The Chief Weirdo at the Pentagon

Rumsfeld Must Go

By BRIAN CLOUGHLEY

The new-model, compassionate, caring, tender-hearted, public-related Donald Rumsfeld flew to Iraq Christmas Eve, and went to Mosul. We are assured by the Pentagon that the Mosul visit by their CEO was - but of course - planned well before the carnage in the mess hall and that Rumsfeld went to see wounded soldiers because he is a caring and compassionate sort of guy. Pass the sick bag, Alice.

There is abundant evidence that Rumsfeld, described by Bush as an "doing a very fine job" as his Secretary for War and Incompetence, is an insensitive creep who has all the tender feelings, urbane charm, moral awareness and civilized manners of the recently not-appointed Bernard Kerik. His antics at the Pentagon have been a disaster for the United States. He has proved to be Osama bin Laden's Secret Weapon, such is his never-failing aptitude for clumsy and callous statements that are the hair-tearing despair of his supporters, some of whom are beginning to realize he is CEO of the greatest military shambles that has befallen America since Kennedy and MacNamara began the Vietnam War.

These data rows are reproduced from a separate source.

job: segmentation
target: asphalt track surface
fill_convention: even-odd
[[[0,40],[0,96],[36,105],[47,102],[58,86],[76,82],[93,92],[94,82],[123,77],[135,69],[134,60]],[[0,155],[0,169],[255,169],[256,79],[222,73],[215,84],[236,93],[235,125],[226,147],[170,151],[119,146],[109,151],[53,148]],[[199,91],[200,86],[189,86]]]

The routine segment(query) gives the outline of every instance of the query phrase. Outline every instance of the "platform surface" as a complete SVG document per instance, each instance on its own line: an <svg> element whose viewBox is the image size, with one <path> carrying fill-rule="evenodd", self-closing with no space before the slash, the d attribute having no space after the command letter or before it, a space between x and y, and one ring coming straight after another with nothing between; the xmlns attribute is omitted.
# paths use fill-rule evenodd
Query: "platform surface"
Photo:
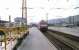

On May 6, 2004 The Economist carried a cover piece titled "Resign, Rumsfeld". This exhortation, coming from a publication that believes the world is a better place for having CEOs who display some of the more unpleasant characteristics of Attila the Hun, was an extraordinary yet appropriate demand for removal of a man who is arrogant, evasive, mendacious and stupid.

Even the New York Times criticized him when the sadistic torture at Abu Ghraib was first uncovered. It pronounced that "The world is waiting now for a sign that President Bush understands the seriousness of what has happened. It needs to be more than his repeated statements that he is sorry the rest of the world does not "understand the true nature and heart of America". Mr Bush should start showing the state of his own heart by demanding the resignation of his secretary of defense." There seems little chance of that happening. Even the latest discoveries of torture at Guantanamo Bay and of torture and murder of countless Iraqis and Afghans in hideous circumstances are not being sheeted home to Rumsfeld and his grubby minions.

Rumsfeld's flaring anxiety and spiteful (and often incoherent) responses when posed discomfiting questions are a matter for deep concern. Sometimes he indulges in insults or what he intends as humor (often of the crudest kind, as about Afghanistan : "WE haven't run out of targets: THEY have"), but his panic attacks may be symptoms of a troubling mental malaise. One wonders if the men in white coats may be preparing a padded room for him. His absurd throw-away line about lack of armor protection for soldiers in Iraq was but one example of his inability to understand the real world, but it isn't that particular incident that may prove to be the top of the ice-slide down which, we must all hope, the hard-hearted thug will thunder to richly-deserved oblivion. In the end the decider for Rumsfeld will probably prove to be his contemptuous (and contemptible) treatment of soldiers' relatives.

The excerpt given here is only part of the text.